Writers seem to be emotional people. We worry. We fret the details. We grieve and get down. We spin up on cloud nine. We have more empathy than most. Writers seem to have their hearts on their sleeves. Don't get me wrong, we're a tough lot also. Thick skin comes with being a writer after any length of time.
But it often gets me wondering a certain chicken or the egg scenario: Are we writers because we feel more or Do we feel more because we write? There is a slight difference. Does the fact that we have that large share of empathy turn us into writers and somehow make us fit into that profession? Are we just an emotional bunch and writing lets us express that and get it out of our system?
Or does writing so many difficult situations and hitting our main characters with so many emotional problems cause writers to suffer the corresponding emotions.
I almost never cry for myself. Rejections sting, and of course, make me get down on life, but it's not until I see someone else suffering that my emotions really come out. I sympathize and find it too easy to imagine myself in their situation. That's when my heart really grieves. It's even true for fictional people. I still can't re-read Grudging without shedding tears at certain scenes because the characters' heartbreak becomes mine. With deadly stakes and scenes of loss, just writing the series often puts the real me in a funk of dark thoughts. I laugh less during the months I write. I suffer along with the characters.
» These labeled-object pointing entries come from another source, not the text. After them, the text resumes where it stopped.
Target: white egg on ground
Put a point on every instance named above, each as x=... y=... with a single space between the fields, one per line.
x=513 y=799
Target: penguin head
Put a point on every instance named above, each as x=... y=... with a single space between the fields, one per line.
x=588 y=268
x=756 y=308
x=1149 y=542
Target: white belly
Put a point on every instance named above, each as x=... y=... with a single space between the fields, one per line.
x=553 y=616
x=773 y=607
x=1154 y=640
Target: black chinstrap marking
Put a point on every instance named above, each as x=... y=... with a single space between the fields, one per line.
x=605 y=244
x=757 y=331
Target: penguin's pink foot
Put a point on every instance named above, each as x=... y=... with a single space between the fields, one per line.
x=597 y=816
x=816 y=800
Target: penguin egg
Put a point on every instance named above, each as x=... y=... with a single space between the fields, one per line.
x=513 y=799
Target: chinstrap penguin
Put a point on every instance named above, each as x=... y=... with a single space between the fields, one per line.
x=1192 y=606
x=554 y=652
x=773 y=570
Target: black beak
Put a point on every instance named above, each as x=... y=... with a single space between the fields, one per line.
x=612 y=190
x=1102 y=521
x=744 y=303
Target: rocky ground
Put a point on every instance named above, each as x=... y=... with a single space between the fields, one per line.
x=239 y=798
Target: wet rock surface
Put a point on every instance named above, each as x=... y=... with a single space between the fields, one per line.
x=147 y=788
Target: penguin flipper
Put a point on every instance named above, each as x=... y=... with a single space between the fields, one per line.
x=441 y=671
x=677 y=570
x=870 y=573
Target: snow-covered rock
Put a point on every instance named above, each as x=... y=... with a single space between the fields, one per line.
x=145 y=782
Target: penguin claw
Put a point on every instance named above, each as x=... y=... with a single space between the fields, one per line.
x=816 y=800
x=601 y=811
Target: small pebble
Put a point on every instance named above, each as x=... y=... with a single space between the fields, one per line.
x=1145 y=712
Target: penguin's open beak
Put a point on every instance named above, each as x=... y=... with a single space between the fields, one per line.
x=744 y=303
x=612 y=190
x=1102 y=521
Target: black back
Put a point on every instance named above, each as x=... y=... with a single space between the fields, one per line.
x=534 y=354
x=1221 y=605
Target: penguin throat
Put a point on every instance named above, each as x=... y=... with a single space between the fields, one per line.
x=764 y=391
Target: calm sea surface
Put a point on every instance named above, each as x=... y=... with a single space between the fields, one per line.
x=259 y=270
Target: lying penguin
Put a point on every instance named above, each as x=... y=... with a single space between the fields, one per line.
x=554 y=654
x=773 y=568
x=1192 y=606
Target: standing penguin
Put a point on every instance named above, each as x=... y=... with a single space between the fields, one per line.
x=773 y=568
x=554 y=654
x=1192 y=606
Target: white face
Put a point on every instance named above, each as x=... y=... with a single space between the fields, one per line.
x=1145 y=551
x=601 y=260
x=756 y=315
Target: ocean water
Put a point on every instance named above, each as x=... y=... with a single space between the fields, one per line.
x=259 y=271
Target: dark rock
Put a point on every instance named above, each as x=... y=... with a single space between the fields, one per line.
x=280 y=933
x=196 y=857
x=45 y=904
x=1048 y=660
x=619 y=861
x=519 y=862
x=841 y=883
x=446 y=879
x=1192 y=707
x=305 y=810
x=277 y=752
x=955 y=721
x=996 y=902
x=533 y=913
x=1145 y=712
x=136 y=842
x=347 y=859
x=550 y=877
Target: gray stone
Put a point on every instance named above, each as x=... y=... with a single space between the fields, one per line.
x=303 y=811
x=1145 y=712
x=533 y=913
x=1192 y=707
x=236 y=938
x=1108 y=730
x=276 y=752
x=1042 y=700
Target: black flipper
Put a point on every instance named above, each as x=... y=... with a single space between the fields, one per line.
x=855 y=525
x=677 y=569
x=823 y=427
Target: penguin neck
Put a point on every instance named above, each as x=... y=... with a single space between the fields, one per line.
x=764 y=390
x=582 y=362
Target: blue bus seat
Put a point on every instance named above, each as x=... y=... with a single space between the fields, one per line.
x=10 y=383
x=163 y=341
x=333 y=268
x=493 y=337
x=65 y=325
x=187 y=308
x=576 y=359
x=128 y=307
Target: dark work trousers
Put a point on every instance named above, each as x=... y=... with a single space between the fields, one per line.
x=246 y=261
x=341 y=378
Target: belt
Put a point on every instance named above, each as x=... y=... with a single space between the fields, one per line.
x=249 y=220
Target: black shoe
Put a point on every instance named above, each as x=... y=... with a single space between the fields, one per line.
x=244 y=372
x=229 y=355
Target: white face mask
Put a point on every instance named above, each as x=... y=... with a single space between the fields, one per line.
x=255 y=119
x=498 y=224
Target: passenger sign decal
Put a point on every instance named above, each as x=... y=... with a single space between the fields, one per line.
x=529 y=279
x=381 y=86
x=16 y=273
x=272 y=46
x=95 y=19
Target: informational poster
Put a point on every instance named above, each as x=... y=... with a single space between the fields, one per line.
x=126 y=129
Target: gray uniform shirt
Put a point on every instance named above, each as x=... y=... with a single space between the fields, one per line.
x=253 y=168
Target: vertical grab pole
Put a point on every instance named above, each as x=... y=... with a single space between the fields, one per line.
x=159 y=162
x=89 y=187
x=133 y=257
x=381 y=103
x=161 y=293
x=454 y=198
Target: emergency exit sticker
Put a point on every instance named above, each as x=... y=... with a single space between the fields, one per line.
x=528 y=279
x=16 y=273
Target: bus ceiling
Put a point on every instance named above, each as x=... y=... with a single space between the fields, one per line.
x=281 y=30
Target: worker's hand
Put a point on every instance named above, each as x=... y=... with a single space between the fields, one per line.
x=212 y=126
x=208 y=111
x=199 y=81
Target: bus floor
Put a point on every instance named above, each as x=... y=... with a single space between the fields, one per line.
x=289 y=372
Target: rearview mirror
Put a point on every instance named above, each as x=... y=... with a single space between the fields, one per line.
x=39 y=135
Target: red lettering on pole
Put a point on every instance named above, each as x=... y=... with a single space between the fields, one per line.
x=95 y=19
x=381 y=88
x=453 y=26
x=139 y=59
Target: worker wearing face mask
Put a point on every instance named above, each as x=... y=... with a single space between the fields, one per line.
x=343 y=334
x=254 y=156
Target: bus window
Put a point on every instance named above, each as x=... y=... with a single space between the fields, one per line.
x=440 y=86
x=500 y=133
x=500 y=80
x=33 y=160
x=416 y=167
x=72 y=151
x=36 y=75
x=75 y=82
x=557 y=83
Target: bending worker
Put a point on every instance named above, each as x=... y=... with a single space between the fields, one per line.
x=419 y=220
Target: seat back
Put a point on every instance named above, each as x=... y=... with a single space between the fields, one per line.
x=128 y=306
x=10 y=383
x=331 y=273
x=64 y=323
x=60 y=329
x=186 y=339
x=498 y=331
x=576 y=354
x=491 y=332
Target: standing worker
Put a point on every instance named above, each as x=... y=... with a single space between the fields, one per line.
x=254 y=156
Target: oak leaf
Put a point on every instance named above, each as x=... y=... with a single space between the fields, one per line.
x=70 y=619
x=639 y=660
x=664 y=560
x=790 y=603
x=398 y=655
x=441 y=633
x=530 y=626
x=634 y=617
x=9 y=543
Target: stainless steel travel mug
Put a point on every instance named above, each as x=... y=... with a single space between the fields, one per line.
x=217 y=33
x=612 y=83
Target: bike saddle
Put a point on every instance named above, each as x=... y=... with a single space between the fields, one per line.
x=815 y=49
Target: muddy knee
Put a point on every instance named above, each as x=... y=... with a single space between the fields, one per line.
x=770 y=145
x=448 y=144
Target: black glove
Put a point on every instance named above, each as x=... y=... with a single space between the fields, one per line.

But I'm also the kind of person who cries at a heartwarming movie, or even a stinking commercial for goodness sake. Tears also come when I get angry and try to form that into words--basically whenever I feel very strongly about something. I wish it wasn't so, but it's part of what makes me. On the other hand, small things like seeing my favorite cosplay character or getting a book in the mail send me into happy dances. I've always been emotional.
I guess the answer doesn't really matter. Whether the writing makes the emotion or it was there all along, the important part is putting that angst into our writing. Being able to move other people with words is a true talent. We, as writers, make other people feel by sharing our own emotion on topics large and small. That can move the world.
Are you emotional? Do you feel a character's plight too much? Does it hurt when they die? Do you cry at movies and can watching the nightly news make you too depressed for words? Then you're probably a writer--rejoice!